By meme, I do not mean an internet joke image. I mean a cultural unit of replication: style, symbols, music, visual design, prose rhythm, expectations, and evaluation functions. If genes are replicators that persist through bodies, memes are replicators that persist through memory, media, institutions, fans, official canon, and AI.
But the important point is not merely the difference between genes and memes.
Genes and memes do not “evolve” in the sense of ascending toward something higher.
They only adapt.
Adaptation does not necessarily mean increasing complexity. Complex forms carry costs: development, maintenance, transmission, and fragility.

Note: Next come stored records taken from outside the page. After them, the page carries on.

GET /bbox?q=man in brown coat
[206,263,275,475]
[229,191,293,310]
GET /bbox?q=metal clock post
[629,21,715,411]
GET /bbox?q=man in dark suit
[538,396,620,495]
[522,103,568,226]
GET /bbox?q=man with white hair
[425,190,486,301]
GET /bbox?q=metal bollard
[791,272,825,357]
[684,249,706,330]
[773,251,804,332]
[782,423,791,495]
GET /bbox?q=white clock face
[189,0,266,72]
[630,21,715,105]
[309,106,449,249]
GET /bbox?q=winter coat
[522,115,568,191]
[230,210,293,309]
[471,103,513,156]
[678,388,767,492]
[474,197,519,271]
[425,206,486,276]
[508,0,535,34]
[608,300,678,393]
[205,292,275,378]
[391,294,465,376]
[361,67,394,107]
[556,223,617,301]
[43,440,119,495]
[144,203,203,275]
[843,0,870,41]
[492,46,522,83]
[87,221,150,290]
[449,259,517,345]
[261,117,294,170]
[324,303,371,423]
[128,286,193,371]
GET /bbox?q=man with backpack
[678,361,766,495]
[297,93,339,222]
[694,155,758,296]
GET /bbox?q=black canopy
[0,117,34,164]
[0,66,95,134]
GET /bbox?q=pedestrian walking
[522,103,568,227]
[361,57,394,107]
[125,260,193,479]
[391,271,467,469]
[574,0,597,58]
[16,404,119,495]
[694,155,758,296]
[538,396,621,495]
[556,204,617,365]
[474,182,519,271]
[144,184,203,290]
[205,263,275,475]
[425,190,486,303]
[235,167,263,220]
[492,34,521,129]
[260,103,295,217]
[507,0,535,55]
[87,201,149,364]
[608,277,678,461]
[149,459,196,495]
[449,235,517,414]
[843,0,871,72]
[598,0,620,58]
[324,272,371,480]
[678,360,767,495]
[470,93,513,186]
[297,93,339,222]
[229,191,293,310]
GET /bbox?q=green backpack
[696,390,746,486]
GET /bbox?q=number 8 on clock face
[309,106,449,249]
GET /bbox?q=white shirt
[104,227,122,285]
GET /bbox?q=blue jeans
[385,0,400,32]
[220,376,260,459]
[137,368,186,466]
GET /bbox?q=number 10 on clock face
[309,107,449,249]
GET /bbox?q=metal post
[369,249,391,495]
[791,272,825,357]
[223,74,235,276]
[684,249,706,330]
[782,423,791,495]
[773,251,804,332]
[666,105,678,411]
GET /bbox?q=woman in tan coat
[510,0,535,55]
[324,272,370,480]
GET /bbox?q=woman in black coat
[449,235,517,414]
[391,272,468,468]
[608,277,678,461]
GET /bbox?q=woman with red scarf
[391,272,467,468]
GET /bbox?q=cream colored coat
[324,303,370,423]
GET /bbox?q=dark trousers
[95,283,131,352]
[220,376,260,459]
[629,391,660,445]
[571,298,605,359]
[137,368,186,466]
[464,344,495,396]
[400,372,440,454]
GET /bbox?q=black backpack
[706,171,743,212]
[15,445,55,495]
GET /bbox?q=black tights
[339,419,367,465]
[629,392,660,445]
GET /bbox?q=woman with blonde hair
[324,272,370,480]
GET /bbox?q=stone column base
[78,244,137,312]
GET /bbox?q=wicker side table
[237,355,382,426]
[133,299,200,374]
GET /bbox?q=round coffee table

Even when hardware becomes more powerful, an IP does not have to absorb all of that complexity. The slime remained powerful precisely because it did not become complex. Simplicity is not immaturity. It is replication efficiency as a meme.
By contrast, increasing complexity can raise production costs and sometimes reduce freedom itself. Likewise, the fact that humans are more complex than paramecia does not mean that humans are more “evolved.” Becoming more complex is not evolution, and becoming simpler is not degeneration. It is only a different cost structure in relation to the environment.
Genes remain within biological environments.
Memes remain within cultural environments.
Neither moves upward.
Neither approaches completion.
Only replicators suited to a given era, medium, market, community, and evaluation function remain.
Dragon Quest adapted by preserving those memes.
Final Fantasy adapted by mutating those memes.
There is no evolution.
There is only adaptation.
But even adaptation is not an all-purpose explanation. Behind what appears adaptive lie accident, constraint, rule changes, and survivorship bias.
Dragon Quest fit its environment by not changing.
Final Fantasy fit its environment by changing.
Neither is superior.
There is no staircase of progress here.
There are only forms that remained, amid environment and accident, because they happened to remain.